- IATA: none; ICAO: OERM;

Summary
- Airport type: Military
- Owner: Ministry of Defence and Aviation
- Operator: Royal Saudi Navy
- Location: Ras Mishab
- Elevation AMSL: 13 ft / 4 m
- Coordinates: 28°04′44.5″N 048°36′40.4″E﻿ / ﻿28.079028°N 48.611222°E
- Interactive map of Ras Mishab Airport

Runways
| Direction | Length |  | Surface |
| ft | m |
| 16/34 | 10,551 | 3,216 | Asphalt |

= Ras Mishab Airport =

Ras Mishab Airport is a small military airfield in the naval complex of Ras Mishab on the Persian Gulf about 160 km northwest of Jubail in the Eastern Province of Saudi Arabia. It occupies an area of around 2.8 km2 and is 850 m from the shore.

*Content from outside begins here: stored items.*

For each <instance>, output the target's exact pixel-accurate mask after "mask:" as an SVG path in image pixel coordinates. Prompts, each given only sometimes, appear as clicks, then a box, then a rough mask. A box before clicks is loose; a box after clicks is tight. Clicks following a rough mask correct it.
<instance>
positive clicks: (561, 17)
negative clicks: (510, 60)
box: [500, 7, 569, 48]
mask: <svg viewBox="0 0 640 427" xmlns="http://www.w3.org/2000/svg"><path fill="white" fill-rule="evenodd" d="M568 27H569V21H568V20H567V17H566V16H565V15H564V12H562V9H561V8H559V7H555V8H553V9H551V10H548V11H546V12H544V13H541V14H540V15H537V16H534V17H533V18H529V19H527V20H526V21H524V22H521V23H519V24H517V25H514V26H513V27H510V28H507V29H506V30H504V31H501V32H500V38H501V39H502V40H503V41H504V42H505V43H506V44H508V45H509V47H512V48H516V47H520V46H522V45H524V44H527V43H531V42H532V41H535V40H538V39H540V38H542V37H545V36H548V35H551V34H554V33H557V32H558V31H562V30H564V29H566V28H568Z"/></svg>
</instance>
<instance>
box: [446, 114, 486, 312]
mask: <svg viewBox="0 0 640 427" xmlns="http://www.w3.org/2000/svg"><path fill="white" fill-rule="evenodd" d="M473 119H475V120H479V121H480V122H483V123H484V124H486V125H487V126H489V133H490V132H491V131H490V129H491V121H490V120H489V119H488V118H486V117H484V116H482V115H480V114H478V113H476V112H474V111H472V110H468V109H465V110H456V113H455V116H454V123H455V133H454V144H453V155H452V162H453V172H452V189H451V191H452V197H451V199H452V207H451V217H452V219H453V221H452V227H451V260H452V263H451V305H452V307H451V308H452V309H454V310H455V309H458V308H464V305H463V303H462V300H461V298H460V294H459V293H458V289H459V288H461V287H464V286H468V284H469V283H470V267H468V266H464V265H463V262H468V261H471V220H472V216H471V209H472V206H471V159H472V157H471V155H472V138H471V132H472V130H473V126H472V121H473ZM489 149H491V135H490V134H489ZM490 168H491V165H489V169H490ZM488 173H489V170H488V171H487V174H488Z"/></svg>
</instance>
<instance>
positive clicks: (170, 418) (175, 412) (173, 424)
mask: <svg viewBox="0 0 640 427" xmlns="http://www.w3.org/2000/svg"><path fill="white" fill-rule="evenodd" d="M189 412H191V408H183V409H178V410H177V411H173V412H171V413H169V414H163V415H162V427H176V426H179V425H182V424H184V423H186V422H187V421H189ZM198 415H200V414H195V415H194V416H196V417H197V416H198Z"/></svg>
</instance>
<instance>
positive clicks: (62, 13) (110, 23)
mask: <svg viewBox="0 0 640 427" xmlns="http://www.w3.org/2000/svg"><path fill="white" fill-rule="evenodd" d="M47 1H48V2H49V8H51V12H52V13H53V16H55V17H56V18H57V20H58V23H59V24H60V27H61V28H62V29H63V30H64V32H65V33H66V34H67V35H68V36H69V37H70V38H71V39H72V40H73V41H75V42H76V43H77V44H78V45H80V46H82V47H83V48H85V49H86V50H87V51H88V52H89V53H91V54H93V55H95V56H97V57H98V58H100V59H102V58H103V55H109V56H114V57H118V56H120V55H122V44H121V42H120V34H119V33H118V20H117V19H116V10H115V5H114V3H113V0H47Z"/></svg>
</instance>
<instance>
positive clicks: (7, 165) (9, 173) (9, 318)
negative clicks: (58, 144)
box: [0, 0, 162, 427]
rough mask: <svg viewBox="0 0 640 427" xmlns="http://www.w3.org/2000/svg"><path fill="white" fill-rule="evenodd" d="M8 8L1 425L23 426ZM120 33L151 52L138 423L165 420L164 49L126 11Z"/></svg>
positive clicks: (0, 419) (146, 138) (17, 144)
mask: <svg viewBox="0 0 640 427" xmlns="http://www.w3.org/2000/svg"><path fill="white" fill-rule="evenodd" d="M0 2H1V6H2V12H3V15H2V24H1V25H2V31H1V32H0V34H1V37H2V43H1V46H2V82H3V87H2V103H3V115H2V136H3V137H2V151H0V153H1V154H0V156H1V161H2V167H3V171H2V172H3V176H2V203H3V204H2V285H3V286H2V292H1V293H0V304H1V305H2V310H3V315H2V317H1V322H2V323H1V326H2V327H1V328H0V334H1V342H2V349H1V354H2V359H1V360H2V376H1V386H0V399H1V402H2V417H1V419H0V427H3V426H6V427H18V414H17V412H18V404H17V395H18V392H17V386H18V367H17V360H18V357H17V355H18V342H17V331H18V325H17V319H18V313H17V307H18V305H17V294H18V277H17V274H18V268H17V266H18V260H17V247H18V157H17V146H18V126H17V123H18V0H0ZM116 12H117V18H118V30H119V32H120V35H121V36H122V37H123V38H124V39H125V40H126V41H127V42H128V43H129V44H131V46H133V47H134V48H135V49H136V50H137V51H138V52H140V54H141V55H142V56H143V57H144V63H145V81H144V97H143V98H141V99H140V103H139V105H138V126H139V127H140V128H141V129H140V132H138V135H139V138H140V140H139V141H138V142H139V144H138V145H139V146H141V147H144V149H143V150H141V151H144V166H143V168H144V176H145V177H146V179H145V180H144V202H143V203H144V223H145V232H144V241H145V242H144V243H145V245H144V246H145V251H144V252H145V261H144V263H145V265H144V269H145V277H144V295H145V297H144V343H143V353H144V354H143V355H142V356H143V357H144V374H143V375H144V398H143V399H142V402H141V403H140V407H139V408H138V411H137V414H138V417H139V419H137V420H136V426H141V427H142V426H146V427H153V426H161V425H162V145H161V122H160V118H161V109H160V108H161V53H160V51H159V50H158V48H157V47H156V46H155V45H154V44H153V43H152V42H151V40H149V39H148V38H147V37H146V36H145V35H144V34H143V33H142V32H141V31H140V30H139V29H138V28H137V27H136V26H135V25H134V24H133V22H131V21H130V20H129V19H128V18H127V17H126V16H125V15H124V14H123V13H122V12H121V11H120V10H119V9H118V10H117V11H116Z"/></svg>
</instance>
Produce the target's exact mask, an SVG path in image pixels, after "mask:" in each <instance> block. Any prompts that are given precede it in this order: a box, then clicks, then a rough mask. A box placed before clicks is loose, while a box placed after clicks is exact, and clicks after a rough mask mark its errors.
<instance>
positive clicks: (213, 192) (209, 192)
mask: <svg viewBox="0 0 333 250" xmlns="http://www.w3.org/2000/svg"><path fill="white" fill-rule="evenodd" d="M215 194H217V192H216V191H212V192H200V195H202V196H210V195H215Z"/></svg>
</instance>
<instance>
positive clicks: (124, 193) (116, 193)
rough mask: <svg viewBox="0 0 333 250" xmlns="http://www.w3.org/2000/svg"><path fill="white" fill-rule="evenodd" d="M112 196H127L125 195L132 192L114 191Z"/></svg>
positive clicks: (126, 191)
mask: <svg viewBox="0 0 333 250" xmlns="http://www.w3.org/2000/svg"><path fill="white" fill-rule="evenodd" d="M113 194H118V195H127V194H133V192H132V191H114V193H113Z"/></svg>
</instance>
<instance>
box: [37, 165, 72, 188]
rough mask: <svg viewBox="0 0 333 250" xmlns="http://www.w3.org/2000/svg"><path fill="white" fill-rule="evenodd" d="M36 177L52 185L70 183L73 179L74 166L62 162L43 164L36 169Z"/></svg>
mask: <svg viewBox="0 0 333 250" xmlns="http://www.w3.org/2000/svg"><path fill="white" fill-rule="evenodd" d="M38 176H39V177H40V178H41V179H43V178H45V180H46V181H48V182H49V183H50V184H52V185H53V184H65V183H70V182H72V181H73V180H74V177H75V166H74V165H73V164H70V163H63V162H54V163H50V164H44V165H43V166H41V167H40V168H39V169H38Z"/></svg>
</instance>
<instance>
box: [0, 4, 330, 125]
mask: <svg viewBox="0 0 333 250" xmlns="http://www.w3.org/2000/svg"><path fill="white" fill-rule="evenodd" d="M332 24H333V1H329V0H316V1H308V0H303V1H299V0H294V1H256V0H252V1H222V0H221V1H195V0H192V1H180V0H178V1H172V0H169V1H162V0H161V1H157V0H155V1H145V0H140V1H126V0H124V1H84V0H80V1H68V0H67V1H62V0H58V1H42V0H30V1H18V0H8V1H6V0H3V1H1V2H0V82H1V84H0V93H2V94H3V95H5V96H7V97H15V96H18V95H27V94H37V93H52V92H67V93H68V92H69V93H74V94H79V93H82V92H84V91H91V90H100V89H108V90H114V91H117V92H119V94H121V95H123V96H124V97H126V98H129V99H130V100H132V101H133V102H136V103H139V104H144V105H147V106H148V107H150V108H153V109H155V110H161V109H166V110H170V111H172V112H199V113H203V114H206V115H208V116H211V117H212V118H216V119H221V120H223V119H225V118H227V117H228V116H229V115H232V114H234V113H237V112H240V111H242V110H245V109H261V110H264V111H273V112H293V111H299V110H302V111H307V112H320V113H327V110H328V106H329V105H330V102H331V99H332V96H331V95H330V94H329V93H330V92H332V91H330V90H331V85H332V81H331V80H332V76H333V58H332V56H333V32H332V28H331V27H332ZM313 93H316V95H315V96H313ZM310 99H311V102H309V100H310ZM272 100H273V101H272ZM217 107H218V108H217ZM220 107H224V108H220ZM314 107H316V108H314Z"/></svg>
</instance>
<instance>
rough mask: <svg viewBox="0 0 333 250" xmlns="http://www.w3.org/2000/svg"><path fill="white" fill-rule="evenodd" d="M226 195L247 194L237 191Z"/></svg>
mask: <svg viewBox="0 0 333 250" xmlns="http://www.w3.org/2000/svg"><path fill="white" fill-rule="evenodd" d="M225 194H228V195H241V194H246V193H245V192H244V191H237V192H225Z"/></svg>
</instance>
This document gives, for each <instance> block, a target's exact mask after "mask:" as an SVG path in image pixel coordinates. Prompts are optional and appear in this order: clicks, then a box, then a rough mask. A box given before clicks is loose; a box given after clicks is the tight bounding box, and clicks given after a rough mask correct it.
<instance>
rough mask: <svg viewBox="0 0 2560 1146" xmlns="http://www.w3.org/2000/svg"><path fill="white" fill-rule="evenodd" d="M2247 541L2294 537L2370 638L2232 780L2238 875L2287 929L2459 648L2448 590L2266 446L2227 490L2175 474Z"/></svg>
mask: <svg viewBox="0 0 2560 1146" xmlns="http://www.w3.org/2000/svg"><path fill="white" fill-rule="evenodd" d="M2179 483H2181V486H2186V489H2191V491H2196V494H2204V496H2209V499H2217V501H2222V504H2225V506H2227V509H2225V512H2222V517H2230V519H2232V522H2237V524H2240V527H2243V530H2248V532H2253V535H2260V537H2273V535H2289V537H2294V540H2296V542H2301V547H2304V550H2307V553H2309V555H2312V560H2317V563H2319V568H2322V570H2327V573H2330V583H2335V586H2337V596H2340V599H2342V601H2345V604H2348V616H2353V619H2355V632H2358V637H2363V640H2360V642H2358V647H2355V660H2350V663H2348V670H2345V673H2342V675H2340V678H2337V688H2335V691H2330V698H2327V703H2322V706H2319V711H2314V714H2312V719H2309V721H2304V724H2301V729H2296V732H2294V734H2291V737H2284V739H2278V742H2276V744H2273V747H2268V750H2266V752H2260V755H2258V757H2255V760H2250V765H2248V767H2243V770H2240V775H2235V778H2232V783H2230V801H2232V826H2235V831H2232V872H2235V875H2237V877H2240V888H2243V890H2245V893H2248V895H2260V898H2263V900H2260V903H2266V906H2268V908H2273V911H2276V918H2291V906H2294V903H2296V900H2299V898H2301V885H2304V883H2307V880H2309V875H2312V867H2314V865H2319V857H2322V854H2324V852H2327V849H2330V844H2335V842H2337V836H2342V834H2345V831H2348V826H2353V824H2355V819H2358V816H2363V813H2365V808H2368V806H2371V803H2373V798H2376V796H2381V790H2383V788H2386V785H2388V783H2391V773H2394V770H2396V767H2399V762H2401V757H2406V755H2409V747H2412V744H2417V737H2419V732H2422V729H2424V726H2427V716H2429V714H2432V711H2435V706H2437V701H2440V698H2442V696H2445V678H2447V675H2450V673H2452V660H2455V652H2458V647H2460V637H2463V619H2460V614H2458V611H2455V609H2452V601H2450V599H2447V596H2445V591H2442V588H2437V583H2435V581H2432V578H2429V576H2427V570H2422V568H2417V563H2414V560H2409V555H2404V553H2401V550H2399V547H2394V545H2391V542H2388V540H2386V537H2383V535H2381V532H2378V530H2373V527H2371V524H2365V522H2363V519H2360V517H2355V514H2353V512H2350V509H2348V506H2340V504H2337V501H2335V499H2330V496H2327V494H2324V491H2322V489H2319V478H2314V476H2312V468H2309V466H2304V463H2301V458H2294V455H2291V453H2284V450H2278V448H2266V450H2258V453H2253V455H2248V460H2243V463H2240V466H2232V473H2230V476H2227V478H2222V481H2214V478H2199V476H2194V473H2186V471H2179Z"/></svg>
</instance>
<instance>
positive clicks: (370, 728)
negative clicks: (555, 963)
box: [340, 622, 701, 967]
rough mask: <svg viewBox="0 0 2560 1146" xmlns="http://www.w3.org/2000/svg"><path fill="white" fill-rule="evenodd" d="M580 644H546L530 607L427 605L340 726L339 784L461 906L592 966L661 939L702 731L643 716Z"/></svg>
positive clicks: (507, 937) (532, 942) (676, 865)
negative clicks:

There were two airfields in Ras Mishab in 1959.

==Facilities==
The airfield has one runway, 3216 m long and 61 m wide, with lights and ILS support. Several zones allocated near the runway for aircraft parking.

==Incidents and use==
The naval facility was used during the 1990 Gulf War by the US Armed Forces. A Royal Saudi Air Force C-130 Hercules crashed during approach to the airport during the same war. The plane crashed in the dark and fog at 4:45 a.m. on 21 March 1991. U.S. Marines on guard duty from Battalion Landing Team, 3rd Battalion, 1st Marines noticed a C-130 do a loop then an S-turn looking like it was coming in for a landing. Suddenly, it exploded. The Marine sentries immediately rushed to awaken other Marines and Navy medical personnel in the compound. The C-130 was a Saudi Air Force transport plane flying back to Mishab after taking Senegalese soldiers on a visit to Mecca. The official assessment of the probable cause of the crash was the thick black smoke from hundreds of burning oil wells nearby in Kuwait, which combined with the dark and fog obscured the flight crew's visibility. 92 Senegalese and 6 Saudis died in the crash. Three survivors were pulled from the wreckage by Navy Corpsmen, one of which later succumbed to his injuries. The remaining two were stabilized and transported to hospital. Also the Saudi pilots were not rated for instrument landings, and the control tower personnel had neglected to turn on the inclement weather beacons lining the runway. That evening, after the weather had cleared, the control tower personnel turned the beacons on.